Tempestad y yo intentamos volar hacia la ola de la marea. Con nuestra magia combinada, estoy seguro de que podemos deshacer esa enorme ola de marea que no solo mataría a los presentes, sino también a los civiles inocentes a millas de aquí. Tal fuerza destructiva puede arrasar con una décima parte de las áreas costeras de Alvannia. Pero Patricia estaba intentando bloquear nuestro camino. Usó toda la magia elemental que pudo usar a su disposición. Tempestad y yo estábamos a la defensiva sin tener una ventana de oportunidad para escapar.
—¡Maldita sea! —maldije por nuestra actual situación.
—¡Detén esto, hermana! —escuché la voz familiar de mi suegra, Leticia.
Vi a mi suegra desde donde estaba, montando a caballo con el rey de Alvannia y algunos soldados detrás de ellos. El bombardeo de magia elemental que me ha estado atacando y a Tempestad, ahora estaba siendo bloqueado por elementos que neutralizaban a los otros. Miré a mi suegra y ella me estaba mirando y me asintió con la cabeza.

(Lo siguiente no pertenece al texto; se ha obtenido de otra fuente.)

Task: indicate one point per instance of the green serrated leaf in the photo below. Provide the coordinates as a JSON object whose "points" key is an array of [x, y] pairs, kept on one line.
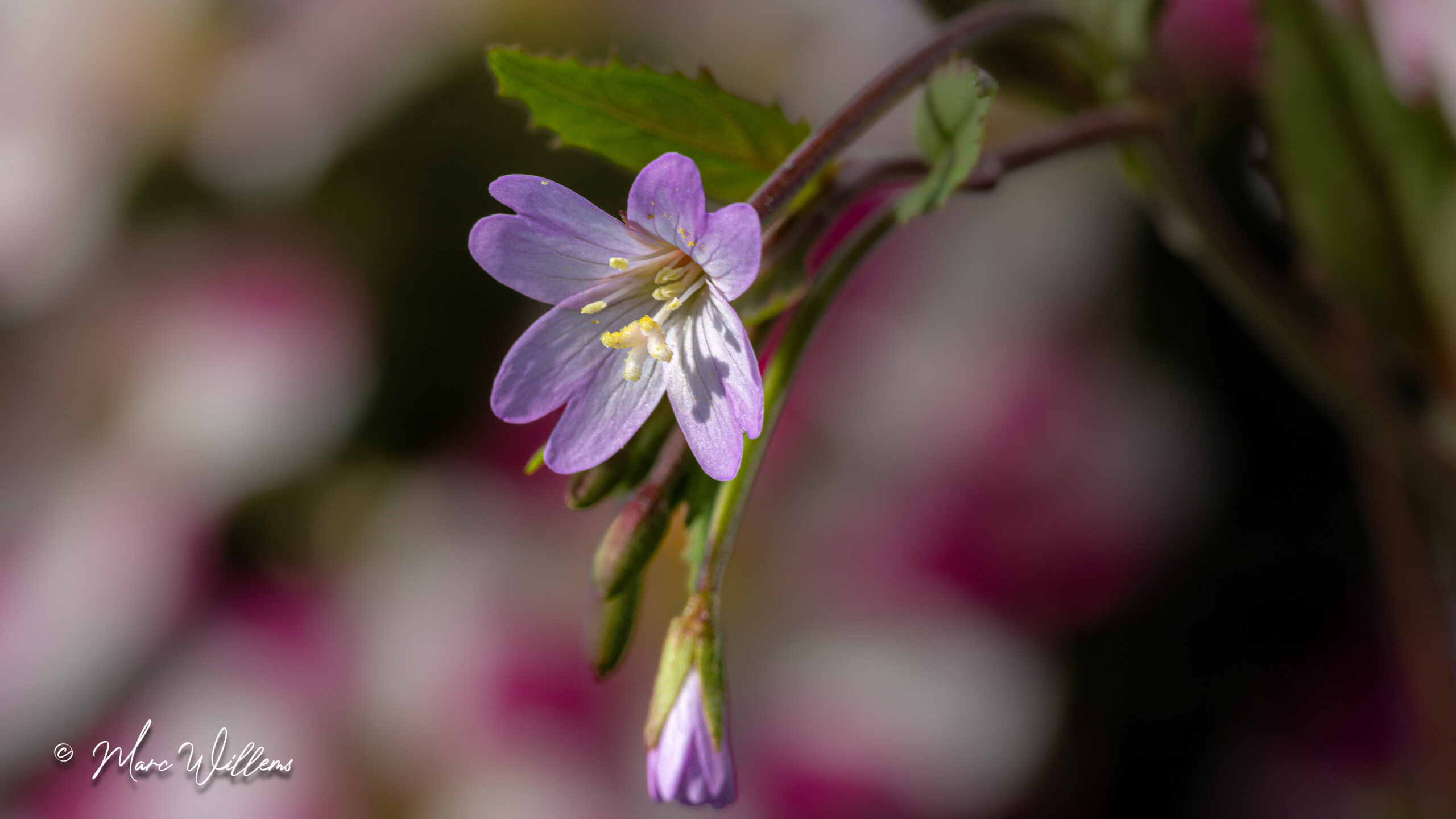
{"points": [[680, 652], [632, 115], [950, 127], [715, 696]]}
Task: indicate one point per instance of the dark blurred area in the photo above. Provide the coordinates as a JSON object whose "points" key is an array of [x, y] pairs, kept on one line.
{"points": [[1043, 532]]}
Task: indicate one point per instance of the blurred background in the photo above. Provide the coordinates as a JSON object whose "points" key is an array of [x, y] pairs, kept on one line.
{"points": [[1043, 532]]}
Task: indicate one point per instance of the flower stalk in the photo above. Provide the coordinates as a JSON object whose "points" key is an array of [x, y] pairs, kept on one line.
{"points": [[884, 91]]}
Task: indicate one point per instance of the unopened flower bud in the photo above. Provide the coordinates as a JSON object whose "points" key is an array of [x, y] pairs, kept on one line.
{"points": [[615, 627], [689, 757]]}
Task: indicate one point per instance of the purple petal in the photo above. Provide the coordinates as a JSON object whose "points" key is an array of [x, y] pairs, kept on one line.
{"points": [[557, 247], [685, 767], [714, 385], [560, 354], [667, 201], [730, 248], [602, 417]]}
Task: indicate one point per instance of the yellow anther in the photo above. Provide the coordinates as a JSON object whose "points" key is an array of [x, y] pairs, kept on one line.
{"points": [[670, 291], [640, 338]]}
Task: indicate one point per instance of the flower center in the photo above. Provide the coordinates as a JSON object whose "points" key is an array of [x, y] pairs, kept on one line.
{"points": [[676, 278], [640, 338]]}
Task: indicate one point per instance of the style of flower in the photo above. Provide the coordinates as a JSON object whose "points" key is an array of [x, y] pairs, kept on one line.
{"points": [[685, 766], [641, 307]]}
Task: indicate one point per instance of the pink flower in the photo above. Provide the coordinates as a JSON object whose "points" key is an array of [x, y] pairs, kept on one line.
{"points": [[640, 308], [686, 766]]}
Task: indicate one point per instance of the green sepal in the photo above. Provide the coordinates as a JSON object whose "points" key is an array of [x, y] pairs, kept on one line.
{"points": [[634, 114], [627, 467], [711, 671], [632, 538], [950, 127], [679, 655], [617, 623]]}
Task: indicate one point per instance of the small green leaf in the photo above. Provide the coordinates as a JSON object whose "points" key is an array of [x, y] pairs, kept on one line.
{"points": [[632, 115], [535, 464], [950, 127], [680, 652]]}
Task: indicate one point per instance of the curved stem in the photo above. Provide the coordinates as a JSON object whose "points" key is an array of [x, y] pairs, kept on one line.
{"points": [[733, 496], [884, 91], [1077, 131]]}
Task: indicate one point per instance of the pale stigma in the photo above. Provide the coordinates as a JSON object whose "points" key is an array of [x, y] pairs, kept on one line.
{"points": [[640, 338]]}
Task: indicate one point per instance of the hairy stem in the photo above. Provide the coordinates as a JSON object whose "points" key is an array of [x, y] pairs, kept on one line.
{"points": [[884, 91], [778, 377]]}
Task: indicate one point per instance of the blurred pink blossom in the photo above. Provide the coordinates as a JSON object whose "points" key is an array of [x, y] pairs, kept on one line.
{"points": [[1210, 43], [1418, 47]]}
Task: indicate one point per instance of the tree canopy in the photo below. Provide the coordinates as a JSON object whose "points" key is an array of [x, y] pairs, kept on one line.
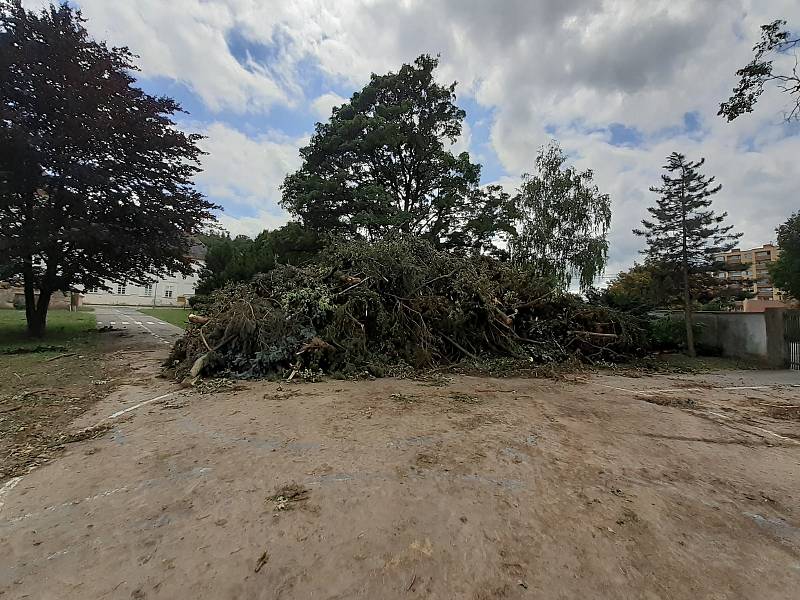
{"points": [[564, 220], [786, 270], [382, 164], [97, 177], [684, 232], [239, 259], [775, 40]]}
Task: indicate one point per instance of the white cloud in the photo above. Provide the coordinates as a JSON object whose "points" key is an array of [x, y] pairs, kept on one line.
{"points": [[324, 104], [572, 67], [185, 40], [462, 144], [252, 226], [246, 171]]}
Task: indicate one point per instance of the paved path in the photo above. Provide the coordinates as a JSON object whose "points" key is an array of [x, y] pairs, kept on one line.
{"points": [[144, 328]]}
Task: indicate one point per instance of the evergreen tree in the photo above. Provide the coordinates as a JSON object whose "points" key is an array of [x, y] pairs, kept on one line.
{"points": [[684, 232], [382, 163], [563, 224]]}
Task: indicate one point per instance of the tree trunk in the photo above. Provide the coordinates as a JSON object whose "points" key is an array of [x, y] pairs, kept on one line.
{"points": [[687, 313], [687, 297], [35, 328], [37, 318]]}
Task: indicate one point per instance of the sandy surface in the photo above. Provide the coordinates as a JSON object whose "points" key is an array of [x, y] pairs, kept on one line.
{"points": [[480, 488]]}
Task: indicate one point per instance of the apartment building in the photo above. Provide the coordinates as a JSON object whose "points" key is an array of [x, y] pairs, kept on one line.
{"points": [[754, 275]]}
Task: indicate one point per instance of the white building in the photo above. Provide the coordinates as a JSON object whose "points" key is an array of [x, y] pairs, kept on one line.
{"points": [[174, 290]]}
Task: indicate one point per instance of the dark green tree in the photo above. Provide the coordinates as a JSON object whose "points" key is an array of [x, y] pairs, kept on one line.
{"points": [[775, 40], [651, 285], [785, 271], [98, 180], [564, 221], [382, 164], [238, 259], [684, 232]]}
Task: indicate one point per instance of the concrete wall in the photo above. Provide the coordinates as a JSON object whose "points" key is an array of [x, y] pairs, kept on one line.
{"points": [[757, 336], [737, 334]]}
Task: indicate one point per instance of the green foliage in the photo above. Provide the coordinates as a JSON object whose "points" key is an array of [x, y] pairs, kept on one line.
{"points": [[669, 333], [369, 306], [232, 260], [785, 271], [381, 164], [684, 232], [775, 40], [97, 179], [564, 220], [659, 285], [66, 329]]}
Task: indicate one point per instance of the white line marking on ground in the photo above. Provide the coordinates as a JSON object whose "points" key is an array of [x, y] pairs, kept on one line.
{"points": [[135, 406], [673, 390], [7, 487]]}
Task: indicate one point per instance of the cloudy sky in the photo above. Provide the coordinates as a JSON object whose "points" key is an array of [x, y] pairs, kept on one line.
{"points": [[620, 83]]}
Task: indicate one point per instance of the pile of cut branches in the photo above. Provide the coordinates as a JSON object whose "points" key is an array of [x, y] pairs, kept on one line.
{"points": [[368, 306]]}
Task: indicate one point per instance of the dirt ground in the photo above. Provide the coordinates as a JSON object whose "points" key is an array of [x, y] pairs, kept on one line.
{"points": [[597, 487]]}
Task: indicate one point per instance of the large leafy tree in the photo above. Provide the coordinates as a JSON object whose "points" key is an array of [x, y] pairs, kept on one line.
{"points": [[564, 221], [684, 232], [775, 41], [382, 163], [786, 270], [97, 178]]}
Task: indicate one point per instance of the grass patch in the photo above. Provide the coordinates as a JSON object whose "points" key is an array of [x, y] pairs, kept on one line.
{"points": [[45, 384], [64, 329], [175, 316]]}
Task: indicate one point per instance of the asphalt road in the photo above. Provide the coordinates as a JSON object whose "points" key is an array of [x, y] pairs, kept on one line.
{"points": [[141, 329]]}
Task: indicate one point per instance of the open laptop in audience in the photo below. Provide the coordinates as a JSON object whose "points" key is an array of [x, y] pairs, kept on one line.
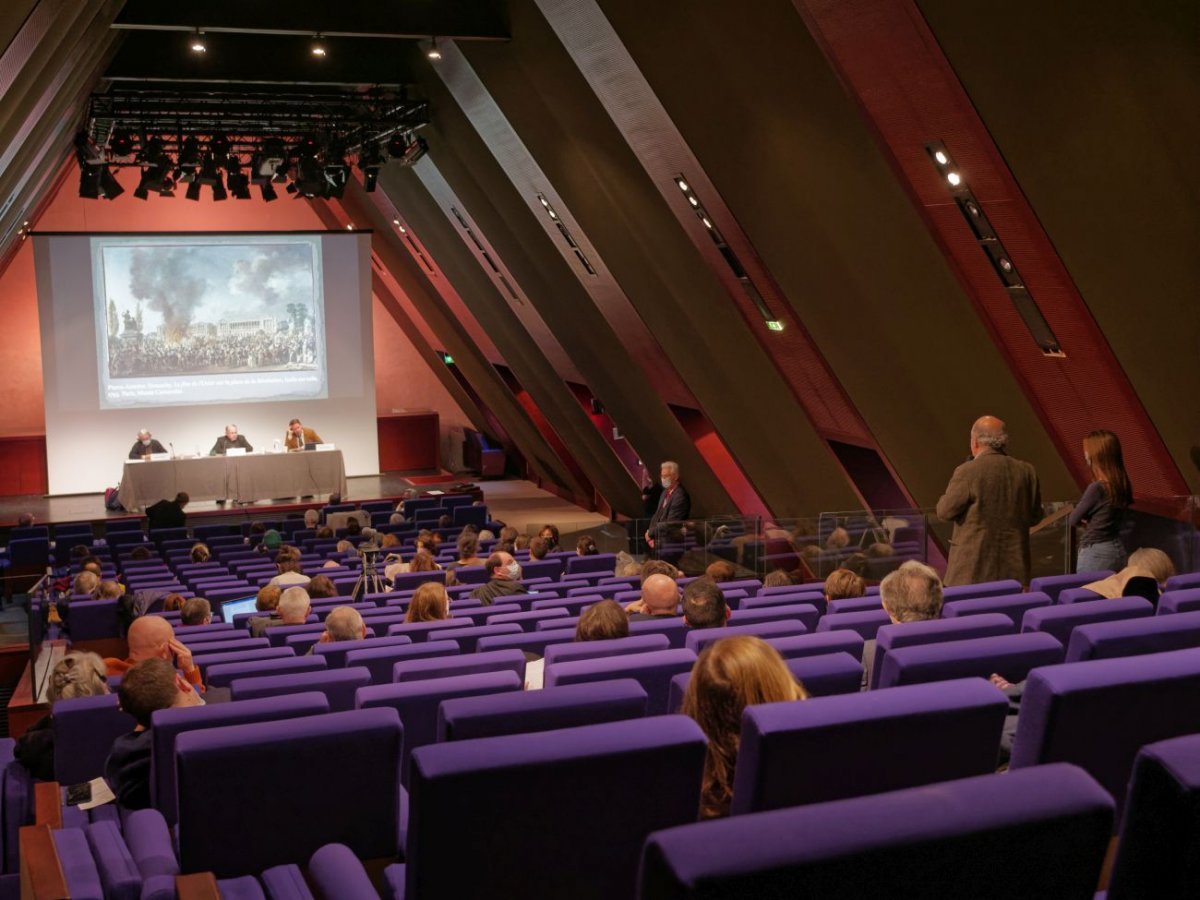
{"points": [[237, 607]]}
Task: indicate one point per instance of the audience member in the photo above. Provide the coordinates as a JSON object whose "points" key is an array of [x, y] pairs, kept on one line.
{"points": [[293, 609], [197, 611], [504, 579], [721, 570], [993, 501], [77, 675], [343, 623], [153, 637], [1103, 505], [729, 676], [660, 597], [703, 604], [430, 603], [912, 593], [322, 587], [147, 688]]}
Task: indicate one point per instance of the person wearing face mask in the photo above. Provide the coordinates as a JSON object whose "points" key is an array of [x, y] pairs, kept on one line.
{"points": [[144, 445], [503, 579], [673, 505], [1103, 505]]}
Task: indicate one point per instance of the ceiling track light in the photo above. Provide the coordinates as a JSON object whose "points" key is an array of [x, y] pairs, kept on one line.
{"points": [[994, 249]]}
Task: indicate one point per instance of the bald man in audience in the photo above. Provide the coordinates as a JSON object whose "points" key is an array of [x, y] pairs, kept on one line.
{"points": [[343, 623], [293, 609], [993, 501], [660, 598], [153, 637]]}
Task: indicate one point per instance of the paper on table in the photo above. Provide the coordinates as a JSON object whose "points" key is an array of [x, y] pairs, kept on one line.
{"points": [[101, 793]]}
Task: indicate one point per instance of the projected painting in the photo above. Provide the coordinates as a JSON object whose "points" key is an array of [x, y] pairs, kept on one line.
{"points": [[205, 321]]}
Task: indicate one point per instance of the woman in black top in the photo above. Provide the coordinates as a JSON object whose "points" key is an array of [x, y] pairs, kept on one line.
{"points": [[1103, 505]]}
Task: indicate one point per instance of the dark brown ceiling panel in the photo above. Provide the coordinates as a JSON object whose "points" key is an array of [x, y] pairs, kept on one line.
{"points": [[891, 63], [1097, 112], [801, 173], [639, 241]]}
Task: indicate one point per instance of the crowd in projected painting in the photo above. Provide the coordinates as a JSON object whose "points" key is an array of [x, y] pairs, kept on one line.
{"points": [[210, 310]]}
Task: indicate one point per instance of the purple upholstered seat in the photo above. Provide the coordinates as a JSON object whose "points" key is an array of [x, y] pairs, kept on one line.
{"points": [[1011, 655], [613, 647], [1054, 585], [700, 637], [169, 724], [379, 661], [942, 731], [1098, 714], [225, 673], [1182, 600], [522, 712], [653, 671], [337, 684], [816, 645], [456, 665], [1060, 621], [285, 810], [865, 624], [417, 702], [805, 613], [910, 634], [586, 847], [1161, 828], [1014, 606], [84, 731], [1134, 637], [1037, 833]]}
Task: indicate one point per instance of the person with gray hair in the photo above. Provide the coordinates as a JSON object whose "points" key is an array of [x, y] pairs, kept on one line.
{"points": [[77, 675], [911, 593], [343, 623], [993, 501]]}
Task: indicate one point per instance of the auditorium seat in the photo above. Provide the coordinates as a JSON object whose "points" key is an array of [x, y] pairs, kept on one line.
{"points": [[585, 849], [283, 811], [1060, 621], [909, 634], [525, 712], [379, 660], [1014, 606], [1009, 655], [1098, 714], [169, 724], [1161, 827], [1037, 833], [418, 702], [84, 731], [337, 684], [833, 748], [653, 671]]}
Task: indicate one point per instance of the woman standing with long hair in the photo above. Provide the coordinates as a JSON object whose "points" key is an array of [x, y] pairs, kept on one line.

—La madre de su majestad nos está ayudando —dijo Tempestad.
—Deja a mi hermana gemela a nosotros —me dijo en silencio Leticia—. Disiparé la ola de marea. Ve a por mi hija, date prisa. —Asentí en señal de entendimiento.
—Vamos, Tempestad —dije.
—¿Y qué pasa con esa gran ola de marea que viene? —preguntó Tempestad.
—Mi suegra dijo que se encargará de eso —respondí.
—Entiendo —dijo Tempestad.
Y con eso, Tempestad y yo volamos hacia el mar abierto y pasamos la ola de la marea.
«Dejaré el resto a los que están en la costa», pensé, deseándoles buena suerte. «Creo en ellos».
Me dirigí hacia donde estaba mi esposa Alicia.